During the quarter Seadrill secured new contracts with a total revenue potential of $870 million and Seadrill ordered two ultra-deepwater harsh environment semi-submersible rigs, at Jurong and Hyundai, for a total consideration of $1.3 billion. The company also ordered an ultra-deepwater drillship at Samsung for $600 million, to be delivered by Q3-2014.
Besides the previously mentioned $870 million in new contracts, Seadrill was able to secure a 3-year $710 million deal for West Leo, the ultra-deepwater semi-submersible rig, plus a 5-year $235 million deal on the T18, a tender rig.
It's clear that the current outlook and fundamentals for the oil and gas industry still remain strong. Encouraging exploration successes in established as well as frontier basins are leading to an increasing backlog of appraisal and development drilling projects. This continues to support the expectation of continued strength in all sectors of the contract drilling industry for the foreseeable future, beneficial not only to Seadrill, but also to its main peers Ensco (ESV) and of course Transocean (RIG).
Taking a fundamental look at Seadrill, you first notice that the company currently trades at a higher Price/Book ratio (2.8) than its peer median (1.8). Operating performance is relatively good compared to its peers. The market currently does not expect high earnings growth relative to peers, but seems to expect the company to maintain its relatively high rates of return
A big plus for the company are SDRL's relatively high profit margins compared with its chosen peers, and changes in the company's annual earnings are better than the changes in its revenue, implying better than median cost control and some economies of scale, along with the benefit of a relatively young fleet. The company's relatively high pre-tax margin also suggests tight control on operating costs versus peers.

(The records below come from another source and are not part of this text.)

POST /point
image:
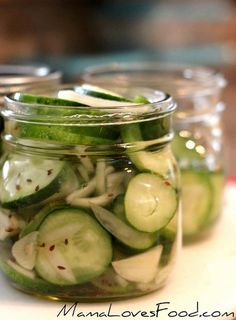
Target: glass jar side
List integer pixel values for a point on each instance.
(198, 144)
(89, 222)
(92, 227)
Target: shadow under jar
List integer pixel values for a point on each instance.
(198, 145)
(89, 195)
(15, 78)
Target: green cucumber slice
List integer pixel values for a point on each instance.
(197, 197)
(126, 234)
(74, 248)
(150, 202)
(147, 263)
(38, 219)
(160, 161)
(25, 250)
(111, 282)
(92, 101)
(25, 278)
(118, 207)
(29, 180)
(98, 92)
(185, 149)
(43, 100)
(79, 135)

While Seadrill's revenues in recent years have grown faster than the peer median, the market gives the stock an about peer median PE ratio, same as ESV and slightly higher than RIG, suggesting that the market has some questions about the company's long-term strategy. This of course has to do with SDRL's Debt to equity relative to its peers:
Despite this fact, Seadrill cash flows still provide the company sufficient interest coverage to take-on additional debt prudently. We've seen the company ordering six new builds in the last 3 months, and the company currently has 18 drilling units under construction. It's clear management remains bullish on the outlook for drilling services, in particular related to the demand for high-specification equipment.

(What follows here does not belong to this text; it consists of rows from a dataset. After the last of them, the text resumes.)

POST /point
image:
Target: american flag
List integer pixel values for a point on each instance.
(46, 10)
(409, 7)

Many have had questions and worries about SDRL's dividend policy in recent quarters, but with market leading Return on Equity [ROE] and ever increasing demand from the company's 6 main customers, namely oil and gas giants Petrobras (PBR), Statoil (STO), Total (TOT), Shell (RDS.A), BP (BP) and Exxon (XOM), there's little reason to assume management will change its policy of generous distributions any time soon. Ever higher dayrates enjoyed by the company and its peers mean Seadrill can continue to finance its dividend and at the same time grow its versatile current fleet of 63 units, to profitably operate everywhere from shallow waters to ultra-deepwater harsh environment areas.